All I did was literally write the code above inside this web page's HTML code, and if your web browser supports it, the web browser generates the image from the code when the webpage is opened. Another example1:

<svg xmlns="http://www.w3.org/2000/svg" width="64" height="64" viewBox="0 0 24 24">
    <path d="M24 4.557c-.883.392-1.832.656-2.828.775 1.017-.609 1.798-1.574 2.165-2.724-.951.564-2.005.974-3.127 1.195-.897-.957-2.178-1.555-3.594-1.555-3.179 0-5.515 2.966-4.797 6.045-4.091-.205-7.719-2.165-10.148-5.144-1.29 2.213-.669 5.108 1.523 6.574-.806-.026-1.566-.247-2.229-.616-.054 2.281 1.581 4.415 3.949 4.89-.693.188-1.452.232-2.224.084.626 1.956 2.444 3.379 4.6 3.419-2.07 1.623-4.678 2.348-7.29 2.04 2.179 1.397 4.768 2.212 7.548 2.212 9.142 0 14.307-7.721 13.995-14.646.962-.695 1.797-1.562 2.457-2.549z" fill="blue"/>
</svg>

That's a lot of numbers! I wonder what it looks like.

A bird!

In this case, we used a <path> instruction to make the computer draw an arbitrary shape. A bird-shaped shape.

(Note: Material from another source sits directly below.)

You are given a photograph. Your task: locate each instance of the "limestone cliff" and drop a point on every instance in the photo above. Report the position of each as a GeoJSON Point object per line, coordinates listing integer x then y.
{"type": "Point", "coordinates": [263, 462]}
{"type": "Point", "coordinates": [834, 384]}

SVG has several other features besides these, like strokes, linear gradientes, radial gradients, etc. All of these things can be rendered from SVG code. On anything that supports SVG, that bird can be rendered on any resolution and it won't look blurry, using just that text code.

There are a few drawbacks.

Generally, SVGs use more bytes than an compressed image format would use for rendering icons, because the text code is too long for too few pixels, but at larger image sizes, SVG is often smaller than the PNG or WebP equivalent.

SVG is clearly not intended for storing photos. You can try to trace a photo and turn it into SVG shapes, and you could even make every single pixel into a SVG rectangle, but there would be no benefit in doing that.